Phil Stevens wrote:One of the best ways to improve pasture is with managed grazing. Start with fences and water. Have a way to move them often so that you can leave lots of biomass behind. Start with small numbers and add stock as the soil quality improves and starts producing more forage.
Let the animals do most of the work, and limit your interventions to over- or undersowing with a mix of species to get more diversity in the root mass feeding the soil microbes. What sort of livestock do you plan on having?
Iterations are fine, we don't have to be perfect
My 2nd Location:Florida HardinessZone:10 AHS:10 GDD:8500 Rainfall:2in/mth winter, 8in/mth summer, Soil:Sand pH8 Flat
Phil Stevens wrote:All the machinery is there. You just need to oil some gears and a way to set it in motion. Sheep are great for breaking in rough pasture and you could follow them with chickens in a tractor. Careful with free-ranging poultry, as they will preferentially eat all the herbaceous stuff and leave you with a grass dominant sward. You want a good mix of legumes and forbs for N fixation and deep taproots to bring up minerals, and chickens in particular are really rough on the forbs.

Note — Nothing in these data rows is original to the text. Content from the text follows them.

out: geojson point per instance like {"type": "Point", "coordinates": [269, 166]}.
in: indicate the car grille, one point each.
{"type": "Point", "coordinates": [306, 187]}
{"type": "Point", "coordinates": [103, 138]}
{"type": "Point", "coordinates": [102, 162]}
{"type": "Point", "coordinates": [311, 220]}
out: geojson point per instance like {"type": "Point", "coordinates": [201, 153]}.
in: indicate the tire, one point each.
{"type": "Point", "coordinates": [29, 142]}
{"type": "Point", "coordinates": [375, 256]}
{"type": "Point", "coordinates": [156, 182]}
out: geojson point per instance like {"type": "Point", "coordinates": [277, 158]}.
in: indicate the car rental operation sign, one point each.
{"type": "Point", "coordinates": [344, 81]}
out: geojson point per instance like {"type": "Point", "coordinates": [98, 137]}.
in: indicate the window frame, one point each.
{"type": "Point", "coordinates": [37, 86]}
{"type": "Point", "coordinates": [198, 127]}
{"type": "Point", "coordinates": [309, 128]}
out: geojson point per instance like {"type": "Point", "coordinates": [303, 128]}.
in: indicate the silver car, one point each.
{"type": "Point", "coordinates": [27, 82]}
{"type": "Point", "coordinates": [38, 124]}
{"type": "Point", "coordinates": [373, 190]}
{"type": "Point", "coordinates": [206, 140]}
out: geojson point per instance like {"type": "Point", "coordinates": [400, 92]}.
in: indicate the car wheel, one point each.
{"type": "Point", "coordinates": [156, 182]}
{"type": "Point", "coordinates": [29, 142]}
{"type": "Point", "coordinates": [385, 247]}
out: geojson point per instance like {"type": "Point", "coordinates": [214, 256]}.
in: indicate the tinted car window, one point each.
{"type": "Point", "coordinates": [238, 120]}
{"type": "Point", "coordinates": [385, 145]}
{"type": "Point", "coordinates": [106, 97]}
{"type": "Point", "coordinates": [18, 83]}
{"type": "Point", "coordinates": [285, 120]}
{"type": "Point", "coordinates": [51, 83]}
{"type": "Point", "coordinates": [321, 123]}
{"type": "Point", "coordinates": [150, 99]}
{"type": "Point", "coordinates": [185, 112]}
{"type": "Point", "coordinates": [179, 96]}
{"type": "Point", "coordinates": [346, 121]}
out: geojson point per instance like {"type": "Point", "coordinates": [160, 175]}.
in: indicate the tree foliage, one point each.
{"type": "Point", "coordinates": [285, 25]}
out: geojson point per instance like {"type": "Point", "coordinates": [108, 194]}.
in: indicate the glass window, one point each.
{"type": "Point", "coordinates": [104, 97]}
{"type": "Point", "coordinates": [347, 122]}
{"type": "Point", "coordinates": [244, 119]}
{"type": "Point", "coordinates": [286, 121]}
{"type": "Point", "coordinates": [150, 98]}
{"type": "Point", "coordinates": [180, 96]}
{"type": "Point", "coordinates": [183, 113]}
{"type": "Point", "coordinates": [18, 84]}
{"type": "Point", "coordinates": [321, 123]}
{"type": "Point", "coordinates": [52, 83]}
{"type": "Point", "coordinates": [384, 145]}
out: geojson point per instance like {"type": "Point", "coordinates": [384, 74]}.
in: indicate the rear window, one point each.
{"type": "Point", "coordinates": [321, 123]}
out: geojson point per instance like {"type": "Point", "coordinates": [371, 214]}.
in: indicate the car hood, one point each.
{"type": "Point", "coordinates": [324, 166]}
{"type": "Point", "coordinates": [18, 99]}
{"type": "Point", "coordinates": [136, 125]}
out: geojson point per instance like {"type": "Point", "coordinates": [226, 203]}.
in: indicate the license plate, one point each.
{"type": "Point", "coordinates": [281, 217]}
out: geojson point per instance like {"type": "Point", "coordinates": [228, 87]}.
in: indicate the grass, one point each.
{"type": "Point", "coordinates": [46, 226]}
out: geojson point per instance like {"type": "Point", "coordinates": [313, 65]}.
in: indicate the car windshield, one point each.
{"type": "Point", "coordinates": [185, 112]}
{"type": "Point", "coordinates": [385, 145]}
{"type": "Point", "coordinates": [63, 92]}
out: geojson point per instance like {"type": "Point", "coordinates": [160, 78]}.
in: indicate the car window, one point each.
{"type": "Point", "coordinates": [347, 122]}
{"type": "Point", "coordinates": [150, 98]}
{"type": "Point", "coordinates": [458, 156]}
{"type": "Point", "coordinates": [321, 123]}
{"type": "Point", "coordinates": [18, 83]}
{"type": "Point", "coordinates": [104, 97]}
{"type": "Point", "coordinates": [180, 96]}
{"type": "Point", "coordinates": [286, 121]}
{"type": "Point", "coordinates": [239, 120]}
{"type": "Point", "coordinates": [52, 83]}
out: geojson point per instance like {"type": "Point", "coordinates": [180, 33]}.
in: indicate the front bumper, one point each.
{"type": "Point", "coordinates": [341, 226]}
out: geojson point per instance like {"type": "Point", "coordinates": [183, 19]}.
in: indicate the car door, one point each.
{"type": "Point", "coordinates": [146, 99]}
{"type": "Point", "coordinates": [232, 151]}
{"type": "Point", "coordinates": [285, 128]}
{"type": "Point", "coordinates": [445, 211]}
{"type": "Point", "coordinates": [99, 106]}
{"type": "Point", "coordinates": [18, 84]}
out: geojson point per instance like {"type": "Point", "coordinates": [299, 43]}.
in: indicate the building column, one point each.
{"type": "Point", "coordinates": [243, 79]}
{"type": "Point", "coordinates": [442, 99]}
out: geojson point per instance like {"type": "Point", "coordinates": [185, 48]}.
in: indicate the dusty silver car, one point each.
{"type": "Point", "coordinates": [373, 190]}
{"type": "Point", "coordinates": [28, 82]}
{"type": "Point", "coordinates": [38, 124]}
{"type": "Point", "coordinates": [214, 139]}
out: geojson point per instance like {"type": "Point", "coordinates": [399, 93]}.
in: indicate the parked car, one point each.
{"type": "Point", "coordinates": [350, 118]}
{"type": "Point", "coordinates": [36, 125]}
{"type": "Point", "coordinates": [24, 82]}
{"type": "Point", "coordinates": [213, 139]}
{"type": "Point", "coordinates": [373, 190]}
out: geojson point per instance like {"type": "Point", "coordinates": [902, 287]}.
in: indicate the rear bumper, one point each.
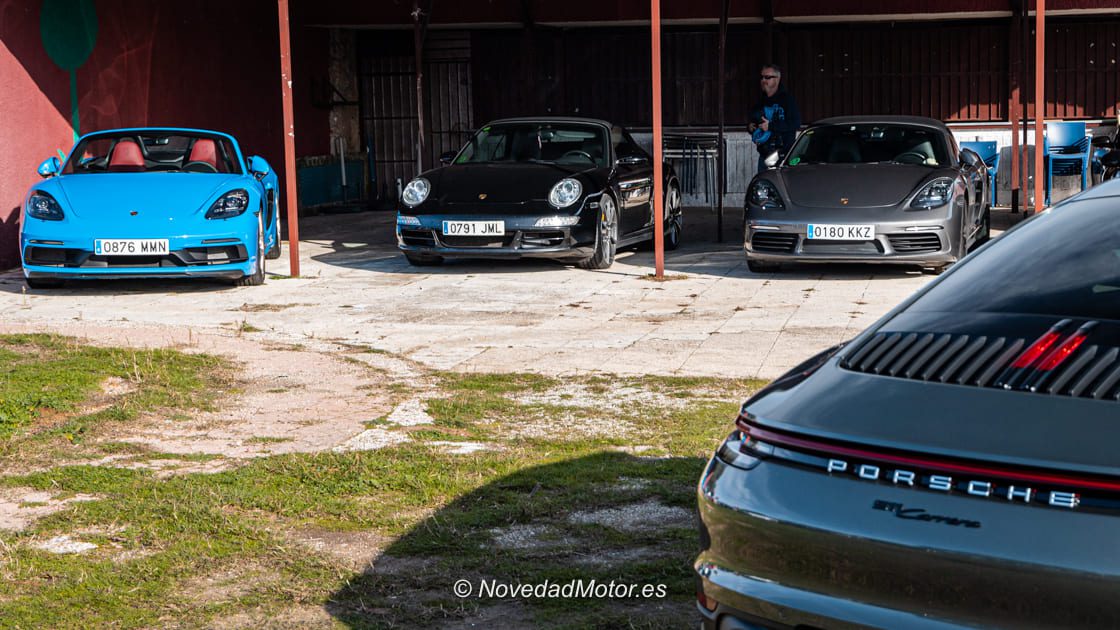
{"type": "Point", "coordinates": [787, 546]}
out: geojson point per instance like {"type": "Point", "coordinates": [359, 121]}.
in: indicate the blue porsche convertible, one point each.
{"type": "Point", "coordinates": [152, 203]}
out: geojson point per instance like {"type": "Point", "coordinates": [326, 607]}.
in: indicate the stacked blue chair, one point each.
{"type": "Point", "coordinates": [1066, 153]}
{"type": "Point", "coordinates": [989, 153]}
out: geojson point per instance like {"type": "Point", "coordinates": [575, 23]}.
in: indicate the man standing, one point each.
{"type": "Point", "coordinates": [774, 119]}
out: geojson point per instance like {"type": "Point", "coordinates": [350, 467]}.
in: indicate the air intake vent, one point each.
{"type": "Point", "coordinates": [1086, 371]}
{"type": "Point", "coordinates": [774, 241]}
{"type": "Point", "coordinates": [914, 243]}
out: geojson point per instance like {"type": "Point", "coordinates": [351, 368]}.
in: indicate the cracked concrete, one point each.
{"type": "Point", "coordinates": [498, 316]}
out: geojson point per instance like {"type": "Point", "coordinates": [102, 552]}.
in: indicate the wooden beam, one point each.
{"type": "Point", "coordinates": [659, 202]}
{"type": "Point", "coordinates": [721, 165]}
{"type": "Point", "coordinates": [1039, 103]}
{"type": "Point", "coordinates": [289, 139]}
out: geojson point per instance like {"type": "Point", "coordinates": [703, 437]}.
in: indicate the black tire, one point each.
{"type": "Point", "coordinates": [674, 216]}
{"type": "Point", "coordinates": [759, 267]}
{"type": "Point", "coordinates": [257, 278]}
{"type": "Point", "coordinates": [422, 260]}
{"type": "Point", "coordinates": [45, 283]}
{"type": "Point", "coordinates": [606, 235]}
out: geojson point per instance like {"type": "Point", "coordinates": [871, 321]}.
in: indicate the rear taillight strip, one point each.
{"type": "Point", "coordinates": [828, 448]}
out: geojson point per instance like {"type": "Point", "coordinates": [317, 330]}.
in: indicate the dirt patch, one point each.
{"type": "Point", "coordinates": [647, 516]}
{"type": "Point", "coordinates": [315, 396]}
{"type": "Point", "coordinates": [530, 537]}
{"type": "Point", "coordinates": [356, 550]}
{"type": "Point", "coordinates": [21, 507]}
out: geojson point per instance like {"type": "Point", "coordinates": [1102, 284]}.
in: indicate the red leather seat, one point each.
{"type": "Point", "coordinates": [126, 157]}
{"type": "Point", "coordinates": [204, 150]}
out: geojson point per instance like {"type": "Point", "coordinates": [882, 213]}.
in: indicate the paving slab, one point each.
{"type": "Point", "coordinates": [711, 316]}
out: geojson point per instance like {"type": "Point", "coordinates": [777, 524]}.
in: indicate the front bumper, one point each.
{"type": "Point", "coordinates": [786, 546]}
{"type": "Point", "coordinates": [214, 256]}
{"type": "Point", "coordinates": [898, 242]}
{"type": "Point", "coordinates": [522, 239]}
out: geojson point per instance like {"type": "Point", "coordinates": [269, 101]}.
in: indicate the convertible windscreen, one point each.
{"type": "Point", "coordinates": [159, 153]}
{"type": "Point", "coordinates": [578, 145]}
{"type": "Point", "coordinates": [869, 144]}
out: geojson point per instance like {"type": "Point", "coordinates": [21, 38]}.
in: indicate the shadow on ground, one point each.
{"type": "Point", "coordinates": [608, 518]}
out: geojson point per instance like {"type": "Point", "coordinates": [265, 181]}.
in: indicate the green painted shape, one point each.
{"type": "Point", "coordinates": [68, 29]}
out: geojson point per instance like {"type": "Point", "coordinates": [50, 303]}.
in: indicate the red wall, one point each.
{"type": "Point", "coordinates": [207, 64]}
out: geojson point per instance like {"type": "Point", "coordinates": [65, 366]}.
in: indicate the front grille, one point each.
{"type": "Point", "coordinates": [1092, 371]}
{"type": "Point", "coordinates": [776, 242]}
{"type": "Point", "coordinates": [495, 241]}
{"type": "Point", "coordinates": [845, 248]}
{"type": "Point", "coordinates": [541, 239]}
{"type": "Point", "coordinates": [915, 243]}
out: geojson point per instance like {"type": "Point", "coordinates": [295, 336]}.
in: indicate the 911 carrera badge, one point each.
{"type": "Point", "coordinates": [920, 513]}
{"type": "Point", "coordinates": [1006, 490]}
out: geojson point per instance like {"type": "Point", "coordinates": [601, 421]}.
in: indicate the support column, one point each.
{"type": "Point", "coordinates": [289, 139]}
{"type": "Point", "coordinates": [659, 201]}
{"type": "Point", "coordinates": [1039, 102]}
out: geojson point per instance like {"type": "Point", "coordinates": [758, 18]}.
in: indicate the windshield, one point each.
{"type": "Point", "coordinates": [538, 141]}
{"type": "Point", "coordinates": [154, 151]}
{"type": "Point", "coordinates": [1064, 262]}
{"type": "Point", "coordinates": [869, 144]}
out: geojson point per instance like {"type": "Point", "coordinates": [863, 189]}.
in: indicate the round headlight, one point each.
{"type": "Point", "coordinates": [416, 192]}
{"type": "Point", "coordinates": [566, 193]}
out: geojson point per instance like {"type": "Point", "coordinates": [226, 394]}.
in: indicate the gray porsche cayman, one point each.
{"type": "Point", "coordinates": [894, 190]}
{"type": "Point", "coordinates": [954, 465]}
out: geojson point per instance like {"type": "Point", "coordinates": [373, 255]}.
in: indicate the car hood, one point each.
{"type": "Point", "coordinates": [152, 195]}
{"type": "Point", "coordinates": [858, 404]}
{"type": "Point", "coordinates": [500, 183]}
{"type": "Point", "coordinates": [864, 185]}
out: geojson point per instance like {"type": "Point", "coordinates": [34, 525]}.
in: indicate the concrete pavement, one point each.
{"type": "Point", "coordinates": [710, 317]}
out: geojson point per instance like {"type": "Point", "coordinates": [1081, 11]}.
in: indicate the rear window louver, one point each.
{"type": "Point", "coordinates": [1011, 363]}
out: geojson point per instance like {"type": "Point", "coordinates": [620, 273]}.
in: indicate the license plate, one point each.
{"type": "Point", "coordinates": [130, 247]}
{"type": "Point", "coordinates": [474, 228]}
{"type": "Point", "coordinates": [828, 232]}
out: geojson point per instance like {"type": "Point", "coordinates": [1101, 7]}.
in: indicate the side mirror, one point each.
{"type": "Point", "coordinates": [259, 167]}
{"type": "Point", "coordinates": [49, 167]}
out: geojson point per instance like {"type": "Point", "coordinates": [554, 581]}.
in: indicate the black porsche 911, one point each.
{"type": "Point", "coordinates": [953, 465]}
{"type": "Point", "coordinates": [568, 188]}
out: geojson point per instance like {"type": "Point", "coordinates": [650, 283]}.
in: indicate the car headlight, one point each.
{"type": "Point", "coordinates": [229, 205]}
{"type": "Point", "coordinates": [566, 193]}
{"type": "Point", "coordinates": [557, 221]}
{"type": "Point", "coordinates": [42, 205]}
{"type": "Point", "coordinates": [416, 192]}
{"type": "Point", "coordinates": [934, 194]}
{"type": "Point", "coordinates": [764, 194]}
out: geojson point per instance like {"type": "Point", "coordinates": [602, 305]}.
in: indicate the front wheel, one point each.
{"type": "Point", "coordinates": [606, 235]}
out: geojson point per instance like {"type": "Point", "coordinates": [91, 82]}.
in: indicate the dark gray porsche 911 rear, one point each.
{"type": "Point", "coordinates": [954, 465]}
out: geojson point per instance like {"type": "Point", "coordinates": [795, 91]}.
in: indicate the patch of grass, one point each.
{"type": "Point", "coordinates": [439, 512]}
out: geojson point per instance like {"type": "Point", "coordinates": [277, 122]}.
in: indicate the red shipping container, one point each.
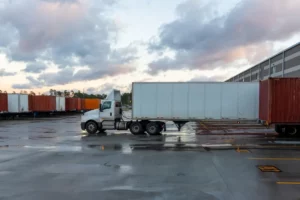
{"type": "Point", "coordinates": [279, 100]}
{"type": "Point", "coordinates": [3, 102]}
{"type": "Point", "coordinates": [42, 103]}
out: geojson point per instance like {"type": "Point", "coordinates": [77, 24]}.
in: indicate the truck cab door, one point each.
{"type": "Point", "coordinates": [107, 110]}
{"type": "Point", "coordinates": [118, 110]}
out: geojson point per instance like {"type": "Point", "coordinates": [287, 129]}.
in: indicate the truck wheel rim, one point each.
{"type": "Point", "coordinates": [293, 131]}
{"type": "Point", "coordinates": [91, 127]}
{"type": "Point", "coordinates": [136, 128]}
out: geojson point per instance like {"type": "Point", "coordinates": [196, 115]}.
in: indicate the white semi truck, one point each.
{"type": "Point", "coordinates": [155, 103]}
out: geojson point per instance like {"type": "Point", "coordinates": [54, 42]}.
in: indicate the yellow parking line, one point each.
{"type": "Point", "coordinates": [274, 158]}
{"type": "Point", "coordinates": [288, 183]}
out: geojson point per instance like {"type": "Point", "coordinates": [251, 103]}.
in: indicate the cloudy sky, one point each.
{"type": "Point", "coordinates": [96, 45]}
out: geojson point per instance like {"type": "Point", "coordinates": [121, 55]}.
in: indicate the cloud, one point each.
{"type": "Point", "coordinates": [202, 39]}
{"type": "Point", "coordinates": [22, 86]}
{"type": "Point", "coordinates": [107, 87]}
{"type": "Point", "coordinates": [3, 72]}
{"type": "Point", "coordinates": [66, 33]}
{"type": "Point", "coordinates": [35, 67]}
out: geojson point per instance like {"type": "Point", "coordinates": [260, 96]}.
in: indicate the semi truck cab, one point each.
{"type": "Point", "coordinates": [107, 117]}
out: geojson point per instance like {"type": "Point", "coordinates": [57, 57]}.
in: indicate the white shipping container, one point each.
{"type": "Point", "coordinates": [60, 104]}
{"type": "Point", "coordinates": [195, 101]}
{"type": "Point", "coordinates": [17, 103]}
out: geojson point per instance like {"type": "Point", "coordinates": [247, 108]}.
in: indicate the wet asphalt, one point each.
{"type": "Point", "coordinates": [53, 159]}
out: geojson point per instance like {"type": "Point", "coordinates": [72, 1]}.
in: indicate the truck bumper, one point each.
{"type": "Point", "coordinates": [82, 126]}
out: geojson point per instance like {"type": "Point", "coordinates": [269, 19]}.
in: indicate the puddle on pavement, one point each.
{"type": "Point", "coordinates": [41, 137]}
{"type": "Point", "coordinates": [127, 149]}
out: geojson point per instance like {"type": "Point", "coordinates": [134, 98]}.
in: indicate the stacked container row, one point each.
{"type": "Point", "coordinates": [42, 103]}
{"type": "Point", "coordinates": [60, 104]}
{"type": "Point", "coordinates": [3, 103]}
{"type": "Point", "coordinates": [90, 104]}
{"type": "Point", "coordinates": [18, 103]}
{"type": "Point", "coordinates": [73, 104]}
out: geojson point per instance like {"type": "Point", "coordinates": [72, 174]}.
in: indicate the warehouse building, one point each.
{"type": "Point", "coordinates": [283, 64]}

S Bengi wrote:My idea of a silvo pasture/savannah/prairie is one that is at most 25%, but there isn't some legal definition of what a silvo-pasture and even if there was so what, lol.
I think that some diakon radish/tillage radish will help de-compact the soil. And then a nice foundational layer of 80% legumes. I think that rotational grazing will help improve the pasture too, and for that you could just get some portable electric fencing/netting, and move it daily, so that you have 28-49 mini-pastures. With that many "mini-pasture" you will be able to give each one at least a months rest that will help the "herd" with worms/etc and it will also give the "grass" enough time to recover and grow back.
Phil Stevens wrote:We have a similar amount of grazable area to you, it seems. Maybe a little less tree cover proportionally, and our climate is milder than yours. Our pasture pretty much stops growing for winter and we are subject to summer/autumn droughts that bring everything to a screeching halt. With that, we're currently grazing four sheep and an alpaca and at the moment have an almost ridiculous feed surplus. I've already cut and baled this year's hay crop and we keep getting just enough rain to keep things lush, which is unusual for the height of summer.
In a more "normal" year I think we'd be right at the nominal point feedwise. However, the pasture productivity is on a definite upward trend since I changed the grazing rotation to smaller paddocks and move them more often. The legumes (clover, lotus) and broadleaf species like chicory, plantain and burnet are showing a lot of resurgence since I cooped up the chickens. Overall it is about twice as abundant as it was 2-3 years ago, but this mad be partially down to the incredible excess rainfall we've had.
My interventions are mostly in the form of oversowing bare patches and throwing seeds around pretty much at random. When mowing with the scythe, I always leave patches of legumes in the hay paddock to carry on flowering and set seed, then use those to scatter around the property. I've also been topdressing with biochar, using uncrushed material and letting the animals walk over it to break it up and tread it into the topsoil. This appears to have really helped out one section in particular that got turned into a mud bog last winter. We no longer have problems with standing water even after torrential rains...it all soaks in within a day or less.